I doubt the Trump team is making much of a splash by demonstrating that E. Jean Carroll and her circle of Manhattan Democrat friends despise Trump. That would be assumed by a jury of New Yorkers (drawn from throughout the Southern District, not just Manhattan). Still, that doesn’t mean the jury (or at least a juror or two) will necessarily reject the possibility that anti-Trump derangement could have driven Carroll and her friends to concoct a tall tale.

The last witness presented by Carroll’s lawyers on Tuesday was Jessica Leeds, a former salesperson and stockbroker, who maintains that, when she was about 37 in the late 1970s (i.e., over a decade before the incident Carroll alleges), Trump sexually assaulted her on a flight to New York. She said she was heading home to Connecticut from Atlanta or Dallas when a flight attendant invited her to sit in first class — in an empty seat next to Trump. She said she was the only woman in the front cabin. After introductory pleasantries and some small talk, she recalls that, “out of the blue,” Trump “decided to kiss and grope” her breasts and reach up her skirt, as if “he had 40 zillion hands.” Leeds said she managed to escape his clutches and went back to her original seat on the plane.

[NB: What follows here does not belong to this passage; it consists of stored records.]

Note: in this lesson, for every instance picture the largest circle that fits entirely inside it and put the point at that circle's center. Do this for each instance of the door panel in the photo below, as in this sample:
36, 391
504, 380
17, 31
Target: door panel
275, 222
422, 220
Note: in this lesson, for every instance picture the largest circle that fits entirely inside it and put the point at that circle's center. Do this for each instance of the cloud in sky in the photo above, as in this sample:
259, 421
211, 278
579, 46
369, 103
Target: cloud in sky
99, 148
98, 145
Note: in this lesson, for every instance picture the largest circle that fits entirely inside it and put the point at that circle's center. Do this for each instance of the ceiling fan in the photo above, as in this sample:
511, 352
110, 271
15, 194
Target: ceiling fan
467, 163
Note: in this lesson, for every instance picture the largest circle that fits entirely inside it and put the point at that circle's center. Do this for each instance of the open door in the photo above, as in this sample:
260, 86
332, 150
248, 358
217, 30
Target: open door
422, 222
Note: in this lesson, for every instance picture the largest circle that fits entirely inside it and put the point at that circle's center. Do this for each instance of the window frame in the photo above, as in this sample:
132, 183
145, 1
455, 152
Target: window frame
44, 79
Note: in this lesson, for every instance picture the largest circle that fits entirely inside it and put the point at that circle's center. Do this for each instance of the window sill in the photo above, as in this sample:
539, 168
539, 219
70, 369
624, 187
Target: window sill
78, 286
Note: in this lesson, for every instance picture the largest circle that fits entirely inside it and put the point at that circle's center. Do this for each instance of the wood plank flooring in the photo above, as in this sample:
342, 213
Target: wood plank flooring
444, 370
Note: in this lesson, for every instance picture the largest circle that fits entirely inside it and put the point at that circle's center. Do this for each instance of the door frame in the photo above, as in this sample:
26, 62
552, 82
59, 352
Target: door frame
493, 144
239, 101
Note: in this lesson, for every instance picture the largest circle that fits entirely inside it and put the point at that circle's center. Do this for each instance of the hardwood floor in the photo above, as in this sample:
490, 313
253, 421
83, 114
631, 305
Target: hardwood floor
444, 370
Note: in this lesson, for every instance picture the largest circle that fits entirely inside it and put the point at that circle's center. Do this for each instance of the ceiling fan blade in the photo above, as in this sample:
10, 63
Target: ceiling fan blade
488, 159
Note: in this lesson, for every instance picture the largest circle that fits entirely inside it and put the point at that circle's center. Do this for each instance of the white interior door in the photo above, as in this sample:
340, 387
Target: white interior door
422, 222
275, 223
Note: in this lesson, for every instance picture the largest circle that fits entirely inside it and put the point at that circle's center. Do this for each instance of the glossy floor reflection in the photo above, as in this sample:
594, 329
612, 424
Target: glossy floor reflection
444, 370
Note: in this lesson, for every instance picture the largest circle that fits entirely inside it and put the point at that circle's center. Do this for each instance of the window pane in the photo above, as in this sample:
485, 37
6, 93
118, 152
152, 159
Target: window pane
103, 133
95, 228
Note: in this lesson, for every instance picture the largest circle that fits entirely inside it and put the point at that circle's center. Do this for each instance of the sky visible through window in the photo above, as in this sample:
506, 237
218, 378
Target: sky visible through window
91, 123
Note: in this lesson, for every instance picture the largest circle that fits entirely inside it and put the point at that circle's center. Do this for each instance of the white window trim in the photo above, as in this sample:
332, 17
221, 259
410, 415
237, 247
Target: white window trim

The encounter lasted for just seconds, but she remembered it as seeming much longer. Years later, she recounted running into Trump and his then-wife Ivana at a fundraiser, and that he cuttingly said, “I remember you. You’re the c*** from the airplane.” Leeds related that she remained silent about these incidents until watching the presidential debate between Trump and Hillary Clinton after the infamous Access Hollywood tape was released. She said she was moved to come forward when, during the debate, Trump denied ever kissing or groping women without their consent — the kind of conduct he bragged about on the tape, which the jury will hear later in the ongoing trial.

On cross-examination, Tacopina stuck to the strategy of focusing on Democratic Party bias against his client, highlighting Leeds’s partisan activism, in addition to the passing of decades between the incident she alleges and her publication of it, timed to help Clinton’s 2016 campaign. He also spotlighted her inability to remember with precision what year the alleged assault occurred and from what city she was flying, as well as suggesting it was incredible that, though the incident between strangers lasted only seconds, Trump would recognize her at a fundraiser years later — and would make a vile remark to her, in a public setting, in front of his wife.

The trial continues today. Carroll’s attorneys still plan to call as witnesses journalist Carol Martin, who will testify about another contemporaneous report (within days after the alleged rape); Natasha Stoynoff, who is another claimed victim of a Trump sexual assault; and an expert on how women deal with sexual assault. As noted above, Carroll’s team will also play the Access Hollywood tape for the jury. With Trump refraining from testimony, it looks like there will be little in the way of a defense case beyond, perhaps, playing portions of his pretrial deposition. It is possible that we could reach summations and jury deliberation by week’s end.